3. "Miles" aren't as important as proper heat cycling. In the beginning when new, always warm the entire car up (chassis, motor, brakes, etc) slowly to full temp, then always let it cool all the way off. Short drives aren't necessarily good for this because the chassis may not always get to temp.
4. Never hold an RPM for a long period of time. If on the freeway, manually shift gears so you are always at a different RPM after a few minutes and don't worry about getting to the rev limiter- its a rev limiter for a reason... to protect the motor. Even at 80 miles on the ODO.... I hit the limiter here and there.
5. Change the fluids more often and service early if you drive the car hard when its new. Drive hard = constant high RPM and high speed. Tooling around town and using launch control once doesn't = hard driving. Holding the RPM at 6,000 on every corner does though.
I don't think there is such a thing as a "right" way to break in a car. I think you should treat it just like you do your body. If your running for an hour at the gym... you do a cool down walk right?
Just my $0.02
Break in is about heat cycling parts so new "metal" seats properly- and that goes for the whole car. There are several things you must always do:
1. Let the entire car warm up before "getting on it". That includes the drive train.

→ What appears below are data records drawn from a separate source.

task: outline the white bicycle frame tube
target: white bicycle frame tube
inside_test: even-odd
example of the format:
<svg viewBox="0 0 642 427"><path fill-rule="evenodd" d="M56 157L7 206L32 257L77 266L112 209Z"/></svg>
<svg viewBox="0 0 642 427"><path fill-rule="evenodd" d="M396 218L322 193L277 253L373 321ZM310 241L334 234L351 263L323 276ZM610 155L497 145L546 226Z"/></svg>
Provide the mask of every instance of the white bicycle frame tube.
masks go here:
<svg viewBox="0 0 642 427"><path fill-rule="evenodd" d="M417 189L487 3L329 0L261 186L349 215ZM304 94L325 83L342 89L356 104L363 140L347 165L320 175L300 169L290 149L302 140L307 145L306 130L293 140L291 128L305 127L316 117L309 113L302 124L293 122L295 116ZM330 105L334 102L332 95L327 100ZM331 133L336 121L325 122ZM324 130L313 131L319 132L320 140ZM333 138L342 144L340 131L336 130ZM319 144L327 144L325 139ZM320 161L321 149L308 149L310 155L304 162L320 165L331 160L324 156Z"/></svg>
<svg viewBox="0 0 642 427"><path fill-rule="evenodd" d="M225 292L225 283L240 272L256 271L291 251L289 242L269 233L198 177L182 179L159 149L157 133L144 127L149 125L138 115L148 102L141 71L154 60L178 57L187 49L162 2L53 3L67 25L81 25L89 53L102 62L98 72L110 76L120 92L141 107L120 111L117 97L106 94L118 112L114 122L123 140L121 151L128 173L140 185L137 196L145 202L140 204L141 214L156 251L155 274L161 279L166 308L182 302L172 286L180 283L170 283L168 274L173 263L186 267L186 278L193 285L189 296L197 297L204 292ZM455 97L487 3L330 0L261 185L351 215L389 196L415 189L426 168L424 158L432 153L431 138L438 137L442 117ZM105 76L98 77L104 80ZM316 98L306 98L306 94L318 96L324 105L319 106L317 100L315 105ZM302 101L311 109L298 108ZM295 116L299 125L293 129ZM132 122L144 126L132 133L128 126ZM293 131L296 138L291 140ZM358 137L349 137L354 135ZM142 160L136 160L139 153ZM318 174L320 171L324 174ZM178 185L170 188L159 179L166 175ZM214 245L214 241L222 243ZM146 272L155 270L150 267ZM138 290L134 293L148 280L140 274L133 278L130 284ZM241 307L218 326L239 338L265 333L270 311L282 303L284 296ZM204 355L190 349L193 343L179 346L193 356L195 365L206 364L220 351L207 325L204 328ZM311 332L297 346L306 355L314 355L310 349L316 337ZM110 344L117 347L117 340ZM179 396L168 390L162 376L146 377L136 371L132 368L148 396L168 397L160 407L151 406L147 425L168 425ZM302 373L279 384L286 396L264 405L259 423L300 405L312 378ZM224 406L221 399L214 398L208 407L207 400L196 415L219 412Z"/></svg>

2. When beating on it significantly- when your done don't just shut it off. Let it idle for a few minutes so all the fluids can naturally cool. For example- every time I got off the track; I let the car idle for 10 minutes before shutting it off so the oils naturally cooled and it wasn't just cooling off with no lubrication flowing through the parts.
3. "Miles" aren't as important as proper heat cycling. In the beginning when new, always warm the entire car up (chassis, motor, brakes, etc) slowly to full temp, then always let it cool all the way off. Short drives aren't necessarily good for this because the chassis may not always get to temp.
4. Never hold an RPM for a long period of time. If on the freeway, manually shift gears so you are always at a different RPM after a few minutes and don't worry about getting to the rev limiter- its a rev limiter for a reason... to protect the motor. Even at 80 miles on the ODO.... I hit the limiter here and there.
5. Change the fluids more often and service early if you drive the car hard when its new. Drive hard = constant high RPM and high speed. Tooling around town and using launch control once doesn't = hard driving. Holding the RPM at 6,000 on every corner does though.
I don't think there is such a thing as a "right" way to break in a car. I think you should treat it just like you do your body. If your running for an hour at the gym... you do a cool down walk right?
Just my $0.02
ChuckJ
I know Porsche has the ability to see over rev's like I was able to on my 2008 997 with the diagnostic tool but are they actually able to see how you broke the car and what rpm's were hit prior to hitting redline or over rev's ?
ChuckJ
ChuckJ
For example let's say you hit 6500 rpm when you only have 300 miles on your car, is the dealer able to tell this and can they use this information that you didn't properly break in your car to deny a warranty.